News Briefs II
Clinton Will Pay Whitewater BillsThe Washington Post
President Clinton has promised to help pay the Whitewater-related legal bills of his friends and White House aides "if it's the last thing I ever do."
In an interview with CNN reporters on Sunday, the president said he felt "terrible" about the expenses run up by dozens of individuals questioned by Whitewater independent counsel Kenneth W. Starr and congressional investigating committees. He said that after his tenure as president is over "I'm going to do everything I can to help raise the money, or to earn it myself and pay it. I think it is outrageous that these middle-class people have had their lives wrecked by pure, naked, raw politics. It is wrong."
This is the second time this month that a reporter's question about Whitewater legal bills has drawn a strong response from the president. On Aug. 1, he angrily revoked a pledge that he would support payment of about $500,000 in legal fees for fired White House travel office director Billy R. Dale. Dale was acquitted of federal fraud charges after a two-week trial. Republicans in Congress introduced legislation to pay his legal bills.

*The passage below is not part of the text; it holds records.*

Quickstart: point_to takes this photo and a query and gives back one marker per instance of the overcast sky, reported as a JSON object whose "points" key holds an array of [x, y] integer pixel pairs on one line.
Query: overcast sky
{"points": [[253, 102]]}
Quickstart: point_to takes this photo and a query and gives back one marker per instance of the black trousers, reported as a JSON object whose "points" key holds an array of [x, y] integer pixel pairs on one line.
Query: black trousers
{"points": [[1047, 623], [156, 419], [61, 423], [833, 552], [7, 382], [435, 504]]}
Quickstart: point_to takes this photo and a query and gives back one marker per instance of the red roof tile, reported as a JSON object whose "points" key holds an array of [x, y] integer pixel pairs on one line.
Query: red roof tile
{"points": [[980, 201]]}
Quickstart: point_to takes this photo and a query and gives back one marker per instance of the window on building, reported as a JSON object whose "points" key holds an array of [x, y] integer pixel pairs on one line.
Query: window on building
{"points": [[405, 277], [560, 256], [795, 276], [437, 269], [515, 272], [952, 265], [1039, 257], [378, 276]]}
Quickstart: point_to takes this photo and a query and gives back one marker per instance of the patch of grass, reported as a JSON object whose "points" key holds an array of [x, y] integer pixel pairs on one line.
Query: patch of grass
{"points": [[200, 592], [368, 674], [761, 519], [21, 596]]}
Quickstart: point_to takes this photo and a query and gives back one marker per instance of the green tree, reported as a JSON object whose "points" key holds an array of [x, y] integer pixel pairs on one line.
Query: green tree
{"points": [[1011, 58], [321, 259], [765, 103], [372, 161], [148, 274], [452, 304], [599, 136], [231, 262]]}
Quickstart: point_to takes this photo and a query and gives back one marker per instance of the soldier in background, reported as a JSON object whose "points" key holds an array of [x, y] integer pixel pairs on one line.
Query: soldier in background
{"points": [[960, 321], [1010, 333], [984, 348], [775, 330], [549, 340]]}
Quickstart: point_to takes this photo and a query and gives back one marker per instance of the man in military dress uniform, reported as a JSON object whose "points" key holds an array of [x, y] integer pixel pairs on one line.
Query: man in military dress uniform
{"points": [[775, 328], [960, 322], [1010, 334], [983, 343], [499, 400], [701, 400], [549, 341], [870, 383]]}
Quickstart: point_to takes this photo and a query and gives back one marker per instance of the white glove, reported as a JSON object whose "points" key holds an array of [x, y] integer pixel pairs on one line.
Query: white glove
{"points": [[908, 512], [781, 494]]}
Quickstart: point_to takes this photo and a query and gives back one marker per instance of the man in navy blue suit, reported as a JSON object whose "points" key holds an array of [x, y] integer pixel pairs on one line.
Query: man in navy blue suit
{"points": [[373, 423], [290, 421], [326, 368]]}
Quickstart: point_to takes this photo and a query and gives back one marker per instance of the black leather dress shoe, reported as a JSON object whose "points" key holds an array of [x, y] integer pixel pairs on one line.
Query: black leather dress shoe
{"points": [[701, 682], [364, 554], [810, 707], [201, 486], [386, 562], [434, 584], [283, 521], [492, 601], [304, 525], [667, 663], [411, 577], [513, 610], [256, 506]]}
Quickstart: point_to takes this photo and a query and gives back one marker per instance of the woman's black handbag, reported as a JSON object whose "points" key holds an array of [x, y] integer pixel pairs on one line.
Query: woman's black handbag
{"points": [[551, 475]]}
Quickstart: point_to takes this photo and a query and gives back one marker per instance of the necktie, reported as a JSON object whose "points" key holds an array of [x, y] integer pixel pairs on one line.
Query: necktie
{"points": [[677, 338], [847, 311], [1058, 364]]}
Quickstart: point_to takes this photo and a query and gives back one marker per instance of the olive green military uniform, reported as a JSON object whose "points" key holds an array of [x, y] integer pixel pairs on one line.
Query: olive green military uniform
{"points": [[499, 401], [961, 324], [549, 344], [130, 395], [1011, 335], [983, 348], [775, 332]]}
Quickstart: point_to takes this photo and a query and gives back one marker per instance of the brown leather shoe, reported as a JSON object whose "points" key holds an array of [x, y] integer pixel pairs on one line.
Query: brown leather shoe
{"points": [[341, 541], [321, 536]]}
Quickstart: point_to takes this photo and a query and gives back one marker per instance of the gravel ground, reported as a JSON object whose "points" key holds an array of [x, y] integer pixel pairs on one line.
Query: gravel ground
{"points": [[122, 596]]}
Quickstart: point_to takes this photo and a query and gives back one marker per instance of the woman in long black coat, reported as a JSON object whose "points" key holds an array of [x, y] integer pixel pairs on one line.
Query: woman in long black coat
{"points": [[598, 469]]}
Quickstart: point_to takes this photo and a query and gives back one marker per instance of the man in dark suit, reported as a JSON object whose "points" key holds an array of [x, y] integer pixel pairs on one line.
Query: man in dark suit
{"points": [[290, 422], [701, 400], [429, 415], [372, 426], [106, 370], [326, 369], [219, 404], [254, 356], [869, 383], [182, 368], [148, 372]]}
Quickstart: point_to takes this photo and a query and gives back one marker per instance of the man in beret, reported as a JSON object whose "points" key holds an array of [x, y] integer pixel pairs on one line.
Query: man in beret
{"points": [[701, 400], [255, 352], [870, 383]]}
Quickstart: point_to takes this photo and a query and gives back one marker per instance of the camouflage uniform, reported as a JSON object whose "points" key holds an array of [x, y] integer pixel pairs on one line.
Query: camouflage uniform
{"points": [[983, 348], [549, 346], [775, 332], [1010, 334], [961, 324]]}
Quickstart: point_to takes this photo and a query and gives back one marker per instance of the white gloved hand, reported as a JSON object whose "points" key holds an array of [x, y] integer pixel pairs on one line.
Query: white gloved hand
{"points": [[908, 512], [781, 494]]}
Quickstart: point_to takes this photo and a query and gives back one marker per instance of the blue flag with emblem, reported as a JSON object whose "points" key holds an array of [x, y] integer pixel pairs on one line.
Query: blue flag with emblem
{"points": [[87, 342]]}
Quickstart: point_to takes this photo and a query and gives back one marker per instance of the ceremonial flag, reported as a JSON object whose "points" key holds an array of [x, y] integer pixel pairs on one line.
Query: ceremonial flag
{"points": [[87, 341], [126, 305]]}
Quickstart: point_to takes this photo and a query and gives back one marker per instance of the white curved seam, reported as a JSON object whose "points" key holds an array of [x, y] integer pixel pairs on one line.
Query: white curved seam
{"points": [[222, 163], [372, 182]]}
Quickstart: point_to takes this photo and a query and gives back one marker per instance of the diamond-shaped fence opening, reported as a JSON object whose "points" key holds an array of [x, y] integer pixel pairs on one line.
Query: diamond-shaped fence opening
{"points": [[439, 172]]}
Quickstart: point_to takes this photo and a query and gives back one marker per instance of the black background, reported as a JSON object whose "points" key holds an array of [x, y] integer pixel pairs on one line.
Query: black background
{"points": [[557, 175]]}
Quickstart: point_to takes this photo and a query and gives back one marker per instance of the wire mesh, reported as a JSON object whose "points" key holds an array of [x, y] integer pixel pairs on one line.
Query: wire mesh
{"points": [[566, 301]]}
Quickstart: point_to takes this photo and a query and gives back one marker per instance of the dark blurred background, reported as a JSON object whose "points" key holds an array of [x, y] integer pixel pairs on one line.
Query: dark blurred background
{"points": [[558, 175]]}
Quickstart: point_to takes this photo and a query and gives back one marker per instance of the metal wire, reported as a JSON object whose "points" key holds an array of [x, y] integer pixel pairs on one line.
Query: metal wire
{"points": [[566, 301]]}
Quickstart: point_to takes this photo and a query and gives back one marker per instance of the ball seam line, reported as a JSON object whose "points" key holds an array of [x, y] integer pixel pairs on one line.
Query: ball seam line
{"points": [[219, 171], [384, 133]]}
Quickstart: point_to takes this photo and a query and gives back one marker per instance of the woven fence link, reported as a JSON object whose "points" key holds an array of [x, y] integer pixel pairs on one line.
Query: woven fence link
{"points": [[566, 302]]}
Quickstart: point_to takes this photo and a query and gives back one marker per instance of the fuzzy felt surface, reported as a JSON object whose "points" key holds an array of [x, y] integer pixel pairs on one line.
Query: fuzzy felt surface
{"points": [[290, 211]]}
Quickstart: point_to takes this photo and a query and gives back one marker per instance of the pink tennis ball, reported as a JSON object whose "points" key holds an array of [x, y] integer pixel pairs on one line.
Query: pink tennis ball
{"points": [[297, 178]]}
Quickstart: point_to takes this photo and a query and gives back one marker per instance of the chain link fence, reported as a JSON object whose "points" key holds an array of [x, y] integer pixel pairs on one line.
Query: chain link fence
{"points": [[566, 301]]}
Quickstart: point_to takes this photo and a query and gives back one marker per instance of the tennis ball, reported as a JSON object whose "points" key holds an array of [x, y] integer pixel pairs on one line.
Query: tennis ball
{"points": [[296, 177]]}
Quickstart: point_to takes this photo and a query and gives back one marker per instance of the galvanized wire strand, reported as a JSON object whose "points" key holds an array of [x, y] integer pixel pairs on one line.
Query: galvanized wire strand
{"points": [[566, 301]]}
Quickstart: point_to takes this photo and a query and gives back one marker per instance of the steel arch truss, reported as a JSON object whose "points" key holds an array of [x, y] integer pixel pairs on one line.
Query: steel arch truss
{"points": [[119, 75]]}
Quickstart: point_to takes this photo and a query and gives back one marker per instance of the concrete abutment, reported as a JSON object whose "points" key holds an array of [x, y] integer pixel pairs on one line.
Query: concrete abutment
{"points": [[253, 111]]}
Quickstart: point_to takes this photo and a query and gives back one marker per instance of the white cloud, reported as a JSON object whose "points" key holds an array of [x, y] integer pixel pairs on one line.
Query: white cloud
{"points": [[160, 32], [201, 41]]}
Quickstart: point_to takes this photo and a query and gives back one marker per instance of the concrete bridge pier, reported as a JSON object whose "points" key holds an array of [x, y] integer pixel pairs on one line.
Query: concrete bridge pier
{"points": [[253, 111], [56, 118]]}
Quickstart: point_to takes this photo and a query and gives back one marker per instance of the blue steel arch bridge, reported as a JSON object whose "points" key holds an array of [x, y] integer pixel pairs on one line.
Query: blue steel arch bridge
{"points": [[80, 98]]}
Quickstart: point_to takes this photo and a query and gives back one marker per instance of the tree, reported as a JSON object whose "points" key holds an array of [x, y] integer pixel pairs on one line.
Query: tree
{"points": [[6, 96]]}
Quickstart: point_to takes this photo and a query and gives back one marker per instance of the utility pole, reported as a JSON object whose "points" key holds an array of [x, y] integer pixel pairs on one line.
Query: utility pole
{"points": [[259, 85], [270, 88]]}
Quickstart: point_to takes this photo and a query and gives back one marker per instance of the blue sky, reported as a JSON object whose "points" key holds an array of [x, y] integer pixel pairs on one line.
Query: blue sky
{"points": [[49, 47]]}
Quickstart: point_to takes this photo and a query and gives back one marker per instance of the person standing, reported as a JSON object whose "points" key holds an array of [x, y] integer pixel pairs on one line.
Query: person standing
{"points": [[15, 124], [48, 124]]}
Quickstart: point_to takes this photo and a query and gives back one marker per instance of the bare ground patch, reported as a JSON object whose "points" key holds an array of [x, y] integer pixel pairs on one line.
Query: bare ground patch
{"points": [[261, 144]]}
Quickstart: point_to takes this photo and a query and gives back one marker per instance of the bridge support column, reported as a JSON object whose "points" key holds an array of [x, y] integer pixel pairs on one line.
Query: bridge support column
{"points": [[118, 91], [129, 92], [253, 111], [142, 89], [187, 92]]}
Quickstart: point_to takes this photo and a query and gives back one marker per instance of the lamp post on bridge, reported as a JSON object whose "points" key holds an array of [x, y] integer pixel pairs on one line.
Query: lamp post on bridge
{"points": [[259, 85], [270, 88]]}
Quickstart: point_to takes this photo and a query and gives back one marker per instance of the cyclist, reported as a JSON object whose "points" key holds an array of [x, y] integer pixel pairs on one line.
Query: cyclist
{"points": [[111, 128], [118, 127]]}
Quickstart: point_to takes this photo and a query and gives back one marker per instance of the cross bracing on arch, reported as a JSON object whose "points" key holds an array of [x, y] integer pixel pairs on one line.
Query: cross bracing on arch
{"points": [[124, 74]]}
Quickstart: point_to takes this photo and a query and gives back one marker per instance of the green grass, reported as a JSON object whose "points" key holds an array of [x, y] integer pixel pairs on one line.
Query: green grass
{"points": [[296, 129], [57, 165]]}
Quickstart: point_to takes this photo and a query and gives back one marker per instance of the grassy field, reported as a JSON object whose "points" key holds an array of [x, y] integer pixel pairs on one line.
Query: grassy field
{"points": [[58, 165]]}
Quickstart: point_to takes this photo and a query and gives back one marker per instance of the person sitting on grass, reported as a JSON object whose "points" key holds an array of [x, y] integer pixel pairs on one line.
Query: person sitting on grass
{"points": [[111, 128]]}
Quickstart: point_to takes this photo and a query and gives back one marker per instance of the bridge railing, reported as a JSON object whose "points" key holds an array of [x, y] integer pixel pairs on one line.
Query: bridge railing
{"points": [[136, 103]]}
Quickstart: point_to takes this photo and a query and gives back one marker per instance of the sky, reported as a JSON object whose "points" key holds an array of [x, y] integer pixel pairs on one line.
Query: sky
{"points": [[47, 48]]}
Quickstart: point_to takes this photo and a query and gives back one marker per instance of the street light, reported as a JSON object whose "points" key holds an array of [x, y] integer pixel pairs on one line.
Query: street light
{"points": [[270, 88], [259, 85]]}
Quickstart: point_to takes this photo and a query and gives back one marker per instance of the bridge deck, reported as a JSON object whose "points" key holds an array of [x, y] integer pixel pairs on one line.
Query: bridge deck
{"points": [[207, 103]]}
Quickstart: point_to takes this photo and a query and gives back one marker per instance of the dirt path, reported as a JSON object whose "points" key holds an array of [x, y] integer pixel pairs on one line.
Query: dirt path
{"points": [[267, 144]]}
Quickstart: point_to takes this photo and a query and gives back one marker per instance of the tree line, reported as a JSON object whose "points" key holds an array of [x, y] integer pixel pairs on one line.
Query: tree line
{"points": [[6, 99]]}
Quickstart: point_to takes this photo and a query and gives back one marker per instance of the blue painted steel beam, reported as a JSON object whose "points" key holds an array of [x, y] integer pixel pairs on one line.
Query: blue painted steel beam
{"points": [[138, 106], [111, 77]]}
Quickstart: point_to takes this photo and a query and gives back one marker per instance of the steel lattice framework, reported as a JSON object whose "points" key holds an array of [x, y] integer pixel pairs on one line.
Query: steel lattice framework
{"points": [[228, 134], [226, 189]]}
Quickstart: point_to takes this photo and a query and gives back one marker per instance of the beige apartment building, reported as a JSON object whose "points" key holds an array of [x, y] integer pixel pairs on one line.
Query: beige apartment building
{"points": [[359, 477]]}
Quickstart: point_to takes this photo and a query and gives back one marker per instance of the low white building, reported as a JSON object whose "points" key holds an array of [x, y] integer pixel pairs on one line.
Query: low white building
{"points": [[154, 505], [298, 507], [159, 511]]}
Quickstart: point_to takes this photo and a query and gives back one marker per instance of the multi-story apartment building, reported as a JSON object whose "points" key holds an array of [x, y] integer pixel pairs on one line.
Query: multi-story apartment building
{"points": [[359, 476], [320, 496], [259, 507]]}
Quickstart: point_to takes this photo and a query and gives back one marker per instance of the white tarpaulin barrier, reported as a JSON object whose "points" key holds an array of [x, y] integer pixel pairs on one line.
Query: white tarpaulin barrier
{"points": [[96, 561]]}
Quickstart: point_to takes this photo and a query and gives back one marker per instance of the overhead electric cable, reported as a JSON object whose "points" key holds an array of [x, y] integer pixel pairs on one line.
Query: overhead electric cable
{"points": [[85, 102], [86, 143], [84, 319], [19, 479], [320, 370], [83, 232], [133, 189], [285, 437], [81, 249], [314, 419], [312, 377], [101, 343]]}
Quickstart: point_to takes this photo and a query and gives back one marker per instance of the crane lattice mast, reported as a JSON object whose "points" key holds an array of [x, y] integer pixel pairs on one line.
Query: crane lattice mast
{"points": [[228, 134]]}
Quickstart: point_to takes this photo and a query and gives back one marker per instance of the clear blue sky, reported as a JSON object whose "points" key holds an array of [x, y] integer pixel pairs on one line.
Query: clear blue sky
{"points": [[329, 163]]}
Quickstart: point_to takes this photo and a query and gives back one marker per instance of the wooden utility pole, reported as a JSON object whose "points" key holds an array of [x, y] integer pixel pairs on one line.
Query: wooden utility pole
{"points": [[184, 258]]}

The president and his wife have incurred nearly $2.4 million in legal bills stemming from the Whitewater inquiries. A legal expense fund they set up has collected $1.1 million in the last two years and has paid $691,134 in bills, according to its latest report. The Clintons owe the Washington firm of Williams & Connolly $1.7 million.
Yeltsin Leaves Moscow for VacationThe Washington Post
Russian President Boris Yeltsin departed for a new vacation Monday as his security chief, Alexander Lebed, waited for another meeting with Yeltsin to gain approval of a proposed political settlement for the Chechen war.
Yeltsin, who has only briefly appeared in public since his re-election, left for a government residence called Rus, 40 miles northeast of here, for what is expected to be an extended vacation. His spokesman, Sergei Yastrzhembsky, said nothing about whether Yeltsin would meet Lebed.
Lebed's office said a meeting with Yeltsin might come Tuesday. The security chief, whom Yeltsin put in charge of shaping a settlement of the 20-month-old war, returned to Moscow this weekend to seek approval of a proposed settlement he negotiated with the Chechen separatists, who are seeking independence from Russia.
Although details have not been disclosed, Lebed is reportedly carrying a compromise plan that could involve a referendum to decide Chechnya's future status. Russian news agencies reported that Lebed returned to Moscow in part to iron out any legal problems with the plan. If successful, such a political settlement would mark a major step toward ending the war, which has killed about 30,000 people, mostly civilians.
Yeltsin's decision to leave on vacation Monday followed weeks of speculation about his health. His aides have said he has not suffered another bout of heart problems but simply needs an extended rest after a grueling re-election campaign. They have refused to disclose details of Yeltsin's condition and treatments.
Netscape to Bypass PCsNewsday
Not content with its dominance in the Internet browser market, Netscape Communications Corp. announced Monday that it has formed a new company whose mission will be to help turn household devices like telephones and pagers into mini-gateways to the Internet.
In forming partnerships with IBM, Oracle and four major Japanese consumer electronics companies, the new company, Navio Communications Inc., represents a powerful challenge to the stranglehold that Microsoft's operating systems have over the Internet. The aim of the new devices: to bypass personal computers on the way to the Internet.
The president and chief executive of the new company, Wei Yen, formerly an executive with Silicon Graphics Inc., said Monday at a news conference in Sunnyvale, Calif., that Navio will produce standardized software that will provide access to the Internet for video-game machines, televisions, telephones, pagers and other consumer electronic devices.
Guerrilla Group Emerges in MexicoThe Washington Post
Leaders of a mysterious left-wing guerrilla group dedicated to overthrowing the Mexican government have emerged from hiding to claim they have 23,000 followers across the country, including forces based in the capital.
The leaders, in their comments, appeared irked that the Mexican government is belittling the existence of their group, its military strength and its ideological resolve. Seeking to emphasize their seriousness, they said the group has killed 59 soldiers in the last two months.
The declarations, made during an interview published Sunday by Mexico City's La Jornada newspaper, could not be independently confirmed. The army refused to comment. It has denied previous claims by the group to have killed soldiers in specific encounters.
The newspaper report, accompanied by a photograph of masked guerrillas armed with AK-47 assault rifles, contributed to the mystery surrounding the group, which calls itself the Popular Revolutionary Army. The newspaper, which previously had cited a confidential report by the Interior Ministry saying the group "has branches in urban areas," said the interview was conducted less than three hours from the capital.
The rebel group first appeared two months ago at a memorial service marking the first anniversary of a massacre of 17 unarmed peasants by state police in Guerrero, a Pacific coast state known for human rights violations by security forces, drug trafficking, banditry and leftist uprisings. The group called for the overthrow of the government and a new constitution.
There have been at least four armed clashes reported between the army and the rebels.